Are you asking if we’ve been in touch with her directly?
Specifically about the release of this book, yes.
I don’t know, but I don’t think so, only because she’s very deaf and going blind. So it’s difficult to give her a phone call, you know? I think we do all our dealing through her lawyer, Tonja. It’s easier for the lawyer to go see her in the nursing home and say HarperCollins would like to do this and do that and get her permission. That’s the only reason nobody’s in touch with her. I’m told it’s very difficult to talk to her.

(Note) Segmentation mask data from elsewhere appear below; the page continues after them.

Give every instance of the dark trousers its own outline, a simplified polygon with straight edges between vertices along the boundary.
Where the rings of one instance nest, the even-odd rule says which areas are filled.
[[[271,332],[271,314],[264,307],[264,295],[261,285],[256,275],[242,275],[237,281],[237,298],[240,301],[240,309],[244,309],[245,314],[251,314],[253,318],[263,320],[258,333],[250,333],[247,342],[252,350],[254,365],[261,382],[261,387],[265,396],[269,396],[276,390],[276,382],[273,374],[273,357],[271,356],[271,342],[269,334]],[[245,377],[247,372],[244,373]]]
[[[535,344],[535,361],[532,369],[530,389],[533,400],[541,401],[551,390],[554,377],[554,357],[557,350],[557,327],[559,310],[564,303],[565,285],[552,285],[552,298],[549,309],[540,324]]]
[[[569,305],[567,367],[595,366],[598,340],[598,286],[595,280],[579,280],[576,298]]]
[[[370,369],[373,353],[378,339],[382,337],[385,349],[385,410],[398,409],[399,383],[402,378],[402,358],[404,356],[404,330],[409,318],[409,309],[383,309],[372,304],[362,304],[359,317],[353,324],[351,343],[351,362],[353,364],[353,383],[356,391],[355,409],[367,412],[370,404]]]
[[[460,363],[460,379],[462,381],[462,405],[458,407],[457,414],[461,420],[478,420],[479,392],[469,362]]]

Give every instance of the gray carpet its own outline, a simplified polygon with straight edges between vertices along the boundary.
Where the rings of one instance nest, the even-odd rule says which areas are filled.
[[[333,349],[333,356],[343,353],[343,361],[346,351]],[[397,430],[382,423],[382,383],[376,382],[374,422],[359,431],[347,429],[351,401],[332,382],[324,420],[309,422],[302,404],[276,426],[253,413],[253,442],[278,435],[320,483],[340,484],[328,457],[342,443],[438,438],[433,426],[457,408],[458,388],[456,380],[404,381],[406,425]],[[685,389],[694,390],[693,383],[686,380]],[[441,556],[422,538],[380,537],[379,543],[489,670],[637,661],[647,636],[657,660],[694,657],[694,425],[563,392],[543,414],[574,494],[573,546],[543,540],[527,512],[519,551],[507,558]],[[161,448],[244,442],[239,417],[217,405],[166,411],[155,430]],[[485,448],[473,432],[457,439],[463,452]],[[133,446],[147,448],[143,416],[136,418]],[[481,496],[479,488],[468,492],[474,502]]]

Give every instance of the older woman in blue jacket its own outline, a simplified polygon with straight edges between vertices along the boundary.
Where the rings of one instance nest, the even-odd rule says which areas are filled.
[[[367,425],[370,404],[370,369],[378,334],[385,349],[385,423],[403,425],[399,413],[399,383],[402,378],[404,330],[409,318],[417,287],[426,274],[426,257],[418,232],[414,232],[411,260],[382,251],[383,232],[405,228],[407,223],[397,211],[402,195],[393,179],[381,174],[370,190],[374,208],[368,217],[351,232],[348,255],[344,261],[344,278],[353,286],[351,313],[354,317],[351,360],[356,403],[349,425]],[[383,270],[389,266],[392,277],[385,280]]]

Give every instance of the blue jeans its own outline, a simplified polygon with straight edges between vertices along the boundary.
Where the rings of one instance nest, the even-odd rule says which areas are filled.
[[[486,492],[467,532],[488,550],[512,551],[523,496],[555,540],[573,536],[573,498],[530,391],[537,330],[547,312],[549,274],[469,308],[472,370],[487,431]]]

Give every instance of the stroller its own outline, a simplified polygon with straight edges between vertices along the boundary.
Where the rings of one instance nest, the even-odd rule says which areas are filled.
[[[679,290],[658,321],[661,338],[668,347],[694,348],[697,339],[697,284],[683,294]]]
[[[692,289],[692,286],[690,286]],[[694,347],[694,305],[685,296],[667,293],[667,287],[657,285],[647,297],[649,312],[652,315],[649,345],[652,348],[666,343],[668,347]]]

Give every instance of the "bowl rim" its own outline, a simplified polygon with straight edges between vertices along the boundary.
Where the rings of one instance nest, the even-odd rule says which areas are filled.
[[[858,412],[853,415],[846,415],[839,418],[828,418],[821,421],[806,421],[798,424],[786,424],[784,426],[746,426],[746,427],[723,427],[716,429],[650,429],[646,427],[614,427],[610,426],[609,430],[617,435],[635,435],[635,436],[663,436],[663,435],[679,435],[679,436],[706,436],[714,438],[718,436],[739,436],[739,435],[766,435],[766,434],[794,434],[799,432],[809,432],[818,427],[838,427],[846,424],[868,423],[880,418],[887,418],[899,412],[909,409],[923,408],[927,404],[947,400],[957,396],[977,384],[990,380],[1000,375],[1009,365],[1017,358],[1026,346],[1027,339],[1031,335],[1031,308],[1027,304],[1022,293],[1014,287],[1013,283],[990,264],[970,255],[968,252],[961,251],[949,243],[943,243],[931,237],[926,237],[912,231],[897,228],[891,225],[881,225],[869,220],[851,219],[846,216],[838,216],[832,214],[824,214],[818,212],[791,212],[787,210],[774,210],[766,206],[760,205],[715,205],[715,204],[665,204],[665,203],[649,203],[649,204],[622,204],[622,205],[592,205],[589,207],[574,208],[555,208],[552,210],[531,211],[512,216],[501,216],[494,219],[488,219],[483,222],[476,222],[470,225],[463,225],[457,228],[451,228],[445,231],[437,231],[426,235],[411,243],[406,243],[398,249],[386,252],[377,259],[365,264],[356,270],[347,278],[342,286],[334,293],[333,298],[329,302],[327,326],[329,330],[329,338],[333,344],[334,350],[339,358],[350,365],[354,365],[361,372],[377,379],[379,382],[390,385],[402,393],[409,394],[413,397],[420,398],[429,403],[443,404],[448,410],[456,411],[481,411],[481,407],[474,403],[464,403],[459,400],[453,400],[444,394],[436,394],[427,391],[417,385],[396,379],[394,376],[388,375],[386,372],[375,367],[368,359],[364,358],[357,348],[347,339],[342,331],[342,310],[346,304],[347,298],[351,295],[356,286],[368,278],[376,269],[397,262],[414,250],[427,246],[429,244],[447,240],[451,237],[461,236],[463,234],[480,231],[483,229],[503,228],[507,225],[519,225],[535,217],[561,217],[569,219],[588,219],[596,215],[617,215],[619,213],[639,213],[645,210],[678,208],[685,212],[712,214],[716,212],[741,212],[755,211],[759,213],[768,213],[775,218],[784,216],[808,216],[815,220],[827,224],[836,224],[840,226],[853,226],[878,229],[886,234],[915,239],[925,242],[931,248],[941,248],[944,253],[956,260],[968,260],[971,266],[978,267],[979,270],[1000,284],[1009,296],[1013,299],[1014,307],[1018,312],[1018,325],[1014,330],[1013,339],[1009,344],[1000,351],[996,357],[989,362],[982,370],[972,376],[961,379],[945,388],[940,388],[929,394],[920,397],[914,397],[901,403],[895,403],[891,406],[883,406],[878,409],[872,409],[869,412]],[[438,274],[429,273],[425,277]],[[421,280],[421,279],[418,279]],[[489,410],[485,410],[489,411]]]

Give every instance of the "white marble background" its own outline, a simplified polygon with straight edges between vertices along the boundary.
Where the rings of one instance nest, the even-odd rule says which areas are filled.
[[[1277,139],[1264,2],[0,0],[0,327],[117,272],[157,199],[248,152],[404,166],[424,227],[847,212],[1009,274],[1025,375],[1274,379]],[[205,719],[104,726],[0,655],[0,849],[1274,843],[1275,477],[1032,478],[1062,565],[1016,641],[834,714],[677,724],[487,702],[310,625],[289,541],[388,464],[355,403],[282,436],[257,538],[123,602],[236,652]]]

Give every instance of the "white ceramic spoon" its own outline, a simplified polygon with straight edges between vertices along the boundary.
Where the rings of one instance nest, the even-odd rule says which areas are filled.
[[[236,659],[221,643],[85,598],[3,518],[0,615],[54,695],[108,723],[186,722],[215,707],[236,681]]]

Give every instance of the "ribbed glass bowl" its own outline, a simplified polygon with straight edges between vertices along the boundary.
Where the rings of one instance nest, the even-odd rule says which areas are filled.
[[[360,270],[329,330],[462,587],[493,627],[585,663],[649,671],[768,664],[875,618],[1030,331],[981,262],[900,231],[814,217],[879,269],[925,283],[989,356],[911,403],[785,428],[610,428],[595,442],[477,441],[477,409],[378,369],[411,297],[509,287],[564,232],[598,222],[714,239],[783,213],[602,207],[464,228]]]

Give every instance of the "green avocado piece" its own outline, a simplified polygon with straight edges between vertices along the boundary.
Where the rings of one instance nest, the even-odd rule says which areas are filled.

Some context: For the past few years, the copyright of To Kill A Mockingbird was seized from Lee by a literary agent who inherited the rights to her book from his in-laws, her longtime representatives, and was eventually accused of attempting to exploit the author after she had suffered from a stroke. (Vanity Fair broke this story last year, in which a source told them that, due to her macular degeneration, Lee “would sign almost anything anybody put in front of her.”)
On top of that, her new lawyer, Tonja Carter, has been somewhat overzealous in attempting to protect Lee’s legacy, to the point where she would suddenly threaten legal action against biographers who had worked with Lee and her sister, and, according to a Vulture investigation, sued many of Lee’s longtime friends for selling Mockingbird-themed memorabilia. “I don’t know what kind of relationship they entered into, how she ever became of counsel, and I don’t give a rat’s ass, to tell you the truth,” a member of the museum’s board told Vulture. “It was stupid to let it happen, I can tell you that.” Throughout all of this, Lee has remained silent, mostly out of a desire to remain out of the spotlight.